Last year WWL NHS trust was faced with major IT challenges as its datacentre, on the third floor of a town centre building, could no longer cope with additional IT equipment at the same time as the Trust was given six months' notice to leave the premises. 

“Our base had reached maximum capacity in terms of power and cooling,” said Garry Harris, head of IT at WWL NHS trust.

A neighbouring building had had a fire, which resulted in no access to the datacentre for six hours during the day. 

“The service continued to run but we were prevented from having access to our systems which was a business continuity concern,” said Harris.

The datacentre hosts clinical as well as business systems. It had 200 applications sitting on 200 dedicated HP blade servers. 

“A lot of the existing infrastructure was under-utilised and we wanted to consolidate,” said Harris.

Deciding on cloud

The trust wanted an infrastructure that could be scaled up easily when required. Harris said he sat down with his existing IT suppliers, HP, NetApps and Cisco to get their view on the best ways forward. 

The end result was a plan to move to the cloud and a tender was put out. IT services firm Proact won the contract and completed the implementation of cloud-based NetApp FlexPod architecture.

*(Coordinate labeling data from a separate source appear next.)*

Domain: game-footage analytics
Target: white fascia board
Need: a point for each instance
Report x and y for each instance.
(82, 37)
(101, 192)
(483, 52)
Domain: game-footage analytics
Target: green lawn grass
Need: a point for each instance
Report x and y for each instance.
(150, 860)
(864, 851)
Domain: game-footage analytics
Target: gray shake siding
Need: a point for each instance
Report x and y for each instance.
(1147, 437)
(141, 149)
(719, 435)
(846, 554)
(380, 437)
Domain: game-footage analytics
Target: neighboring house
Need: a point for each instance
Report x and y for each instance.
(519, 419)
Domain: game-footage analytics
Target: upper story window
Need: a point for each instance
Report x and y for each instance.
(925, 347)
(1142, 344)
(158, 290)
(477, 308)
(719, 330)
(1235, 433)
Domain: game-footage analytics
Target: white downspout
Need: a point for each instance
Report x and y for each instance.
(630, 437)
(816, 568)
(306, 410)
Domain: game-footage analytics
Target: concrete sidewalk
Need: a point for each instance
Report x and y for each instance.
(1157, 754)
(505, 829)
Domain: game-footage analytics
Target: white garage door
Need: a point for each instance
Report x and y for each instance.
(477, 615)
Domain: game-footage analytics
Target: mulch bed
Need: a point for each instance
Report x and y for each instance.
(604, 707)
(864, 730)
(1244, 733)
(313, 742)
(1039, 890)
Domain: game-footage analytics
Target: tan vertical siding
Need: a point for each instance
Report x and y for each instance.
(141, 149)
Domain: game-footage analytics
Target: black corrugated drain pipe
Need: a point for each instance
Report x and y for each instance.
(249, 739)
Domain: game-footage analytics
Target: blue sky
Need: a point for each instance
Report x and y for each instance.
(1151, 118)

FlexPod is a reference architecture for server, storage and networking components that are pre-tested and validated to work together as an integrated infrastructure stack

The stack comprises products from multiple vendors and is sold by storage vendor NetApp and its partners. A FlexPod infrastructure consists of NetApp FAS storage, Cisco Systems, Unified Computing System and either VMware or Microsoft hypervisor technology.

Harris said the infrastructure went live in December and has so far exceeded expectations. 

“One of our biggest concerns was performance but because it uses 10Gbps Ethernet the performance is better,” said Harris.

He says the organisation expects a return on investment in two years.

Future of shared services

Another reason for the move to a cloud-based service was in preparation for potential sharing of services with other NHS organisations, said Harris. 

“Because of public sector austerity, we may have to share with other public sector bodies in the future. 

"Being cloud-based will make the transition easier.”

The prize for public sector savings through shared services arrangements is substantial, with some reports estimating it could slash budgets by hundreds of millions of pounds. 

Shared services can take various forms, including projects being delivered entirely by third parties; single authorities leading arrangements; each organisation being responsibly for one particular function, or even mutualised arrangements.